Take care of yourself physically as well. Try to eat well, get enough sleep and exercise. Physical activity can help offset depression and provide you with an outlet for your emotional energy.

The grief that follows suicide can be so intense that you may wonder if you need professional help. While there is no timetable for grief, if you think you aren't coping well, you might consider asking your clergyperson, doctor or funeral director to suggest a counselor. If nothing else, you may be relieved to discover that you are coping normally. A counselor may also be able to refer you to a self-help group for suicide survivors, such as a local chapter of Ray of Hope Inc.

Finally, remember that, in time, your grief will diminish. This doesn't mean you will forget about your loved one or condone suicide. It simply means you have learned to accept what happened and get on with your life.

Preventing Suicide
Health professionals have noticed a disturbing trend in recent years: cluster suicides, when one youth's suicide leads to others among his or her peers. In a way, this is understandable. Depressed adolescents tend to drift together, forming bonds of despair. When one commits suicide and suddenly receives attention as some sort of tragic hero, others may be tempted to do likewise.

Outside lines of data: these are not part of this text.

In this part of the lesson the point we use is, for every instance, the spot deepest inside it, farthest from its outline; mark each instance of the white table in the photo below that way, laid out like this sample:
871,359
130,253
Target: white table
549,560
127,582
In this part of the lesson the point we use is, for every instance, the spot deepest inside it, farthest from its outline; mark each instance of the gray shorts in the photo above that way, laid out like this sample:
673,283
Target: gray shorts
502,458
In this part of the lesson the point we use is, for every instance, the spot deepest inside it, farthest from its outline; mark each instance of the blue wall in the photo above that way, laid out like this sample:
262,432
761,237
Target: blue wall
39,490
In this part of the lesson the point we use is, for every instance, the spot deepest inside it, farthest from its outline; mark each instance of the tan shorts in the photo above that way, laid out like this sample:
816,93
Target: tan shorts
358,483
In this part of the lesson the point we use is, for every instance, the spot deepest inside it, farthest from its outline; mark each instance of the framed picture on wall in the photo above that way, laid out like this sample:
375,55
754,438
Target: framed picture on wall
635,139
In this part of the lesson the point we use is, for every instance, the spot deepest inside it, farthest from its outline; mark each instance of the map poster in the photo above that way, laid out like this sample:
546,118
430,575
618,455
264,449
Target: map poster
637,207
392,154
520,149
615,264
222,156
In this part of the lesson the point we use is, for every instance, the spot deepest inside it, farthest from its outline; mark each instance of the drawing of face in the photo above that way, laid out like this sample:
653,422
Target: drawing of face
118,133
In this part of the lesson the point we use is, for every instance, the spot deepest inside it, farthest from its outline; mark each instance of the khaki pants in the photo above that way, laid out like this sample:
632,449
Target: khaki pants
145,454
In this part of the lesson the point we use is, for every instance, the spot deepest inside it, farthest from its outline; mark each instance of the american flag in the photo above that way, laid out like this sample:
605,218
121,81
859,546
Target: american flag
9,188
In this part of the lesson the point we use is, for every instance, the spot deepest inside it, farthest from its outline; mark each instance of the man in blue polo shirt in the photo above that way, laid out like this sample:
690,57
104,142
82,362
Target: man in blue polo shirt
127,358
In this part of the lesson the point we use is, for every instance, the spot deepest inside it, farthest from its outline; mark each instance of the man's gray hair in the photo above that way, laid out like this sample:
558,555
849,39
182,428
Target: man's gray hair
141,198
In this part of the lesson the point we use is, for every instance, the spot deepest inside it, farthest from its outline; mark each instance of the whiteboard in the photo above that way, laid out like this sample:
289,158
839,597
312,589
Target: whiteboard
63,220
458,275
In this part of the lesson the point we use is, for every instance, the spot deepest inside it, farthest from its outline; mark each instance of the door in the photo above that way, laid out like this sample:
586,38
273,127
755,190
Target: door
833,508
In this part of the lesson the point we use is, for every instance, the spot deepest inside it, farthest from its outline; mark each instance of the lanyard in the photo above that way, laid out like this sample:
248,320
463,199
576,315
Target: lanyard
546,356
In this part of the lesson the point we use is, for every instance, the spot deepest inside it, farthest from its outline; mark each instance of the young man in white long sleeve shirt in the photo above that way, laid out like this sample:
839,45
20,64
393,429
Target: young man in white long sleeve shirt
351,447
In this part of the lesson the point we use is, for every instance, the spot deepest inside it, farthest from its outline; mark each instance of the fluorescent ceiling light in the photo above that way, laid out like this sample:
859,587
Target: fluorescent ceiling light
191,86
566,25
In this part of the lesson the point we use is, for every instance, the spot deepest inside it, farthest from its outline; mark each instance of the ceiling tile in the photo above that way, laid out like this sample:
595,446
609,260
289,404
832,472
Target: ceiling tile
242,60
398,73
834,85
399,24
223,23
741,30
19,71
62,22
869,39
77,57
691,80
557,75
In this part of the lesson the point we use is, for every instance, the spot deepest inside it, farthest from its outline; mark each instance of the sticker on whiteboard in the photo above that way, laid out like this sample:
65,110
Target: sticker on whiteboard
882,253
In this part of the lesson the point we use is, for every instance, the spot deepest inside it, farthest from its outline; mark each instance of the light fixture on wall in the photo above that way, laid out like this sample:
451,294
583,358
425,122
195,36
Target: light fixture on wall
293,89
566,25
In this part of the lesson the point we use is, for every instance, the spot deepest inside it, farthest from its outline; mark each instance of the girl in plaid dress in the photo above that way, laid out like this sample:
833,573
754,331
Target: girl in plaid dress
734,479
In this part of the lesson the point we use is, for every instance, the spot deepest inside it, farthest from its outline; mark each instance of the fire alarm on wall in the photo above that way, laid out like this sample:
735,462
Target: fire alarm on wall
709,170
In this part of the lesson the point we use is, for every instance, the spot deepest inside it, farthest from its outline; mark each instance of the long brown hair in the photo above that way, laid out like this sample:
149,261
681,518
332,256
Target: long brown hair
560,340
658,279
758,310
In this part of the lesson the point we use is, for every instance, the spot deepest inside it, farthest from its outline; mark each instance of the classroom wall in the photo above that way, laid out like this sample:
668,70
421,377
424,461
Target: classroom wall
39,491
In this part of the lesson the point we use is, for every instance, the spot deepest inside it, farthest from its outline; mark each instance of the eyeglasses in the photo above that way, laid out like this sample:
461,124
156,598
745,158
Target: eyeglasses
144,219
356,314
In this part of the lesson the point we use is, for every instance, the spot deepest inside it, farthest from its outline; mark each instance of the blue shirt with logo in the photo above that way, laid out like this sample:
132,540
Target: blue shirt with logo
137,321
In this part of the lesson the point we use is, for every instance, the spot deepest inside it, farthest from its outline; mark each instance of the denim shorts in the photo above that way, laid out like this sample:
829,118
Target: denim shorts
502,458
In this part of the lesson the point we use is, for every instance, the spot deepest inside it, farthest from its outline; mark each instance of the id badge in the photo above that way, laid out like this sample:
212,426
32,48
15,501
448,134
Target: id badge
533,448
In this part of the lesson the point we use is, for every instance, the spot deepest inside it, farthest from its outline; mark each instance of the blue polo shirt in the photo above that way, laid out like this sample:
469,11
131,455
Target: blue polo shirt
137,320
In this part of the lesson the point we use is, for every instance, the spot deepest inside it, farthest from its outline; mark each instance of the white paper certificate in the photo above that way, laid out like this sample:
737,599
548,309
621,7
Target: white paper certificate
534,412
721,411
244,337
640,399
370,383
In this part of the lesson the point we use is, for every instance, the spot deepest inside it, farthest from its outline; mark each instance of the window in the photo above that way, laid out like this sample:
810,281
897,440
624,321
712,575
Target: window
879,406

If an adolescent commits suicide, parents of his or her peers should be alert for suicidal warning signs in their own children. The American Academy of Pediatrics lists these behaviors as warning signs:

  • Noticeable changes in eating and sleeping habits
  • Unusually violent or rebellious behavior
  • Withdrawal from family and friends
  • Running away
  • Persistent boredom or difficulty concentrating
  • Drug or alcohol abuse
  • A drop in school performance
  • Unusual neglect of appearance
  • Radical personality changes
  • Psychosomatic complaints
  • Preoccupation with themes of death
  • Giving away prized possessions
  • Talking about suicide, even jokingly

If you recognize these signs in a child, the academy suggests you take these steps:

  • Listen. Don't dismiss the adolescent's problem as trivial.
  • Be honest. If you're worried, say so. You will not spark thoughts of suicide by talking about it.
  • Share your feelings. Let the adolescent know he or she is not alone, that everyone feels depressed or sad at times.
  • Get help. Find a physician, psychologist or qualified professional to handle the suicide problem. Don't wait for it to pass.